The space between...
Belinha, sentada na janela de um café olhava lá fora a movimentação de meia dúzia de pessoas fantasiadas de palhaços vendendo flores para o dia internacional das mulheres. Ela, segurando com força a xícara de chá, pensava na ironia das pequenas coisas. Lembrou do dia que terminou de ler o livro de Stieg Larsson e pensou se existiriam homens que realmente não amavam as mulheres?! E analisando com frieza suas relações interpessoais e nem tão pessoais assim, sorriu amargamente assentindo pra si mesma que sim! Suspirou.
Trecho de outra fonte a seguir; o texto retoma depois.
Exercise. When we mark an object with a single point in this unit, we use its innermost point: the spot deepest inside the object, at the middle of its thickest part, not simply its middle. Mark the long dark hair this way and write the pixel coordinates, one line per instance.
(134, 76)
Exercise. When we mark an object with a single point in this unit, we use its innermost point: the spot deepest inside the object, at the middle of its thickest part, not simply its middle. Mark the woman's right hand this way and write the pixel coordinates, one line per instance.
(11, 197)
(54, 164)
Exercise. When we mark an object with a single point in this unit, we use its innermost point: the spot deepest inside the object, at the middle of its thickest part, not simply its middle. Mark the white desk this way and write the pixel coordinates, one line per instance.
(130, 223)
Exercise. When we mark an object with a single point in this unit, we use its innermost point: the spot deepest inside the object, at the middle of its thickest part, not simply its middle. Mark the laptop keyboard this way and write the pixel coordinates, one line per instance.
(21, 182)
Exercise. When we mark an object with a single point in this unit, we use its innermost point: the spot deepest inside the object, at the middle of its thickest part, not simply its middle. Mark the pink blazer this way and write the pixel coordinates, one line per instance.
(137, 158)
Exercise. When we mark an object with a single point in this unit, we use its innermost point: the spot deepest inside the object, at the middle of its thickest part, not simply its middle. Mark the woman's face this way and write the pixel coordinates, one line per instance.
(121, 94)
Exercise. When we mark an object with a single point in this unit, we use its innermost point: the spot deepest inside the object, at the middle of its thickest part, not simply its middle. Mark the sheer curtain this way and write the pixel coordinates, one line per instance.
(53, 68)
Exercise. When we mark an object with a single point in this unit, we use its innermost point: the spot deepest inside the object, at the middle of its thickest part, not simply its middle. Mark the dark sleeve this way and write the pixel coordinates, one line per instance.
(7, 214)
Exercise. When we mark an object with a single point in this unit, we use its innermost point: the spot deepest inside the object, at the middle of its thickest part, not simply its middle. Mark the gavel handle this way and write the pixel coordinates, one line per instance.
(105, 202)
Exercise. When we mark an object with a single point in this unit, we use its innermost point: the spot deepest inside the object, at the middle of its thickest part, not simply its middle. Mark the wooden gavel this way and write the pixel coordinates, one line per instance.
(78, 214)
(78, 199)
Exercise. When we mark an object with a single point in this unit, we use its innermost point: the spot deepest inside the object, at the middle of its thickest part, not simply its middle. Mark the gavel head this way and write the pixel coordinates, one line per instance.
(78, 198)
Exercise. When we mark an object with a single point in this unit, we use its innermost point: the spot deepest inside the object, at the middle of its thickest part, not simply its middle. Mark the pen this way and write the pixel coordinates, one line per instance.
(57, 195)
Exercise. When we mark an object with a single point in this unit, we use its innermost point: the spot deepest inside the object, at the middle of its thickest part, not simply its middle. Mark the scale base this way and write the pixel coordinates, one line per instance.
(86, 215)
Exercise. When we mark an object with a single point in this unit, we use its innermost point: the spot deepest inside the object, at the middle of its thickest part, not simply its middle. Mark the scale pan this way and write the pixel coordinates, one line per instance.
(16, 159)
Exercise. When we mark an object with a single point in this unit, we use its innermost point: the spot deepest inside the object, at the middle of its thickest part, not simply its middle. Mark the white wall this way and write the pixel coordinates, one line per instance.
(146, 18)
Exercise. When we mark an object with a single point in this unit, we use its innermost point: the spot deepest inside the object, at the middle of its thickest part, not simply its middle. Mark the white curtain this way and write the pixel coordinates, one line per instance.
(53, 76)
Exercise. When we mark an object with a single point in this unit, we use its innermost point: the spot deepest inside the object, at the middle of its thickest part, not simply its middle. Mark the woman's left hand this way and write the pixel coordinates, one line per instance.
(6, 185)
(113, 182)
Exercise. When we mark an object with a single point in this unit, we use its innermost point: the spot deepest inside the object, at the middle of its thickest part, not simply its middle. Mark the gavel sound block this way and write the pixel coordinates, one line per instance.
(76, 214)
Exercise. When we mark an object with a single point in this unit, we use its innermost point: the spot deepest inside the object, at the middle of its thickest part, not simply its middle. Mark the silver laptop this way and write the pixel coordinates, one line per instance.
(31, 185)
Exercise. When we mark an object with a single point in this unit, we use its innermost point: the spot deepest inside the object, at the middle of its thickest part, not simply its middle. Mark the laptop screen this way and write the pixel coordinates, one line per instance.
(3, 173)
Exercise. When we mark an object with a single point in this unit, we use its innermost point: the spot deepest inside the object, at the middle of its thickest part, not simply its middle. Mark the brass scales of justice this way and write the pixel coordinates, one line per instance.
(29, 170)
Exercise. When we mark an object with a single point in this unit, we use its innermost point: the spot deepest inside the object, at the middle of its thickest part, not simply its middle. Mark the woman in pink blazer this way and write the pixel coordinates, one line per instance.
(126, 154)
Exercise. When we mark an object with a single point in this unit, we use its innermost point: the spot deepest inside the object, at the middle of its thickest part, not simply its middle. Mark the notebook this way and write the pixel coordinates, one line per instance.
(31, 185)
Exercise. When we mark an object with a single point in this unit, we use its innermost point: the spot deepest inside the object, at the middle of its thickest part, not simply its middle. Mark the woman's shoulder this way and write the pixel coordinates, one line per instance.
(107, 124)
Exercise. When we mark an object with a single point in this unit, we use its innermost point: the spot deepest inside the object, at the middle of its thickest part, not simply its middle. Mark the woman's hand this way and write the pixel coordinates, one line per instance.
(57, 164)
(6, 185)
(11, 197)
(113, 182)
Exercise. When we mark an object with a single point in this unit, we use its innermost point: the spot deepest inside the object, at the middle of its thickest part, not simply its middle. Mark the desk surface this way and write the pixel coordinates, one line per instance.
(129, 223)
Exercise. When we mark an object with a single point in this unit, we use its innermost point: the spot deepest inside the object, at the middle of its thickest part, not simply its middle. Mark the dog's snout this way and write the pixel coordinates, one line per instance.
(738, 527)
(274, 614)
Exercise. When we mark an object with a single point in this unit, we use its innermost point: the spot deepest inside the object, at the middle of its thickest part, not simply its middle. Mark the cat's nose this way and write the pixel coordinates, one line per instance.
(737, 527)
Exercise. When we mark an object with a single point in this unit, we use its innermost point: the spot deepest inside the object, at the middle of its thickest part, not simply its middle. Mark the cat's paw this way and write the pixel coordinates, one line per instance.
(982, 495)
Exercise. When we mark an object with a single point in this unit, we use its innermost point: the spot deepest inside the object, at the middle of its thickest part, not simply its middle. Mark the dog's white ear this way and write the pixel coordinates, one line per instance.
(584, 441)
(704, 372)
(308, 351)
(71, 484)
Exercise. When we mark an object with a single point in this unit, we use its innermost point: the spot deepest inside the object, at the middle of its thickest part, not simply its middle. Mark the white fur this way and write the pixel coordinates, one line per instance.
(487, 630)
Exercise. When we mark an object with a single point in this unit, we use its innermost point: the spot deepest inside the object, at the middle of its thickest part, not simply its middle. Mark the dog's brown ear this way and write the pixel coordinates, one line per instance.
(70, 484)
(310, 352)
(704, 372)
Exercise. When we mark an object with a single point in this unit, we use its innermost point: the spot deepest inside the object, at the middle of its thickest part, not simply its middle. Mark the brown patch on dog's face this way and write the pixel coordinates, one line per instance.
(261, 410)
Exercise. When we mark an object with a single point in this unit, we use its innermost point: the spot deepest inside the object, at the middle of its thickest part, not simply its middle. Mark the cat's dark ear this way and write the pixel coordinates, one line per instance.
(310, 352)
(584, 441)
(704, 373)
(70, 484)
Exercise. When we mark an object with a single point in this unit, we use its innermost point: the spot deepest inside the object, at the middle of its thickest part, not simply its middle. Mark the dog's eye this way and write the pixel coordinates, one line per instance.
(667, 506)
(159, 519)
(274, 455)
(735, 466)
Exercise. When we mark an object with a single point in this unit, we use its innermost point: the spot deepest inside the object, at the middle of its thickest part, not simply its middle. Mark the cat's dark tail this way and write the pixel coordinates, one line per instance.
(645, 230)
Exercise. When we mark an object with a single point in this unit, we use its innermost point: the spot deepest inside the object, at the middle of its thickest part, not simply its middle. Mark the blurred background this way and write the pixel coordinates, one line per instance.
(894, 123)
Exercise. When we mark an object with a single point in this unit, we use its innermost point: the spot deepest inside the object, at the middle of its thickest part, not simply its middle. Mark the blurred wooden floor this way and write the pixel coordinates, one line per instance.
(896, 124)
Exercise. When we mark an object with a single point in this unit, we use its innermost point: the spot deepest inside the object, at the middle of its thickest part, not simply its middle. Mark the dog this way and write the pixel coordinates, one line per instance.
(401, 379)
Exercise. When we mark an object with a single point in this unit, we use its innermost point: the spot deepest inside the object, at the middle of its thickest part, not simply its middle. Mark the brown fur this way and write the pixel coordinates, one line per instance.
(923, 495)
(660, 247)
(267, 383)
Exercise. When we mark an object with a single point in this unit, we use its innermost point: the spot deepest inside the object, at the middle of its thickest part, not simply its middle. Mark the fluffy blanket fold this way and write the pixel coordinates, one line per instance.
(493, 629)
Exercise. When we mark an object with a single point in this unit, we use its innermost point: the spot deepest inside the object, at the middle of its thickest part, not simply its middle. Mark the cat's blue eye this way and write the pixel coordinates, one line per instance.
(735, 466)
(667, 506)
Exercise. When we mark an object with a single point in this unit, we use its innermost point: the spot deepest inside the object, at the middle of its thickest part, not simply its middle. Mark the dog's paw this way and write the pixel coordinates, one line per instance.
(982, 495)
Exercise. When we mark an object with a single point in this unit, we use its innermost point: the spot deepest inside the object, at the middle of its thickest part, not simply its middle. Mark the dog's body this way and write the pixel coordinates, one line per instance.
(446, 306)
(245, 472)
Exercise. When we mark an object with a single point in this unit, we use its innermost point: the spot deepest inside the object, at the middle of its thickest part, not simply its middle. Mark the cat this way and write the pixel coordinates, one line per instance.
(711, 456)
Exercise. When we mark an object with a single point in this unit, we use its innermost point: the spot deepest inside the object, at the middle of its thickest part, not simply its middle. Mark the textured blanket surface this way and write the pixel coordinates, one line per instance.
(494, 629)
Belinha não era dessas de ficar procurando briga, mas quando achava uma que lhe valesse a pena, entrava, e era exatamente isso que a deixava nervosa, a resposta que tinha dado a uma amiga na rede social! Mas naquele momento o ímpeto de gritar ao mundo que as coisas estão um pouco difíceis se fez necessária!Quando alguém te parabeniza por pensar como "homem", isso não é elogio! Quando seu esposo chega em casa, tão cansado quanto você e te exige o jantar e que você mantenha os meninos em ordem, pois ele está com dor de cabeça, isso não é a ordem natural das coisas! Quando alguém te diz que você mereceu ser estuprada pela profundidade de seu decote, não é consolo que se aceite! Se nas reuniões com amigos, as mulheres vão para a cozinha e os homens para onde quiserem, isso não é diversão justa!
Todos esses pensamentos angustiavam Belinha de forma que ela teve vontade responder à amiga que julgava todos os argumentos como mimimi e ela se perguntou mil vezes, qual o planeta que a criatura vivia?! Belinha sabia que tinha sido hostil, mas também sabia que a realidade é um pouco mais cruel e ela se estende por vários territórios que vão além da casa da dona de casa simplória, sem instrução e sem perspectiva além de cuidar de todo mundo e de se perder no meio dos cuidados que nunca recebe de volta. Ou da dona de casa por opção e instrução, que adora o que faz, mas também precisa de cuidados. A realidade bate a porta da mulher que trabalha fora e tem uma vida com todos os elementos da vida das dona de casa e algo mais, e também esperam por cuidado!
Homens e mulheres, tão diferentes e tão iguais, no fundo todos buscam a mesma coisa, um pouco mais de cuidado! Se todos procuramos a mesma coisa, por que somente uma parte de nós, os homens, recebem? Mais um suspiro e Belinha lembrou do episódio em que seu marido tentou o suicídio* naquele momento, enquanto esperava a lavagem gástrica dele no hospital Belinha pensava se ela havia sido negligente com ele, se deveria ter lavado a louça mais vezes, se estava trabalhando demais, se estava privando o coitado de cuidados, mas que chegava tão exausta ás vezes que tomar banho acordada era luxo e ele já estava em casa esperando que ela fizesse o jantar!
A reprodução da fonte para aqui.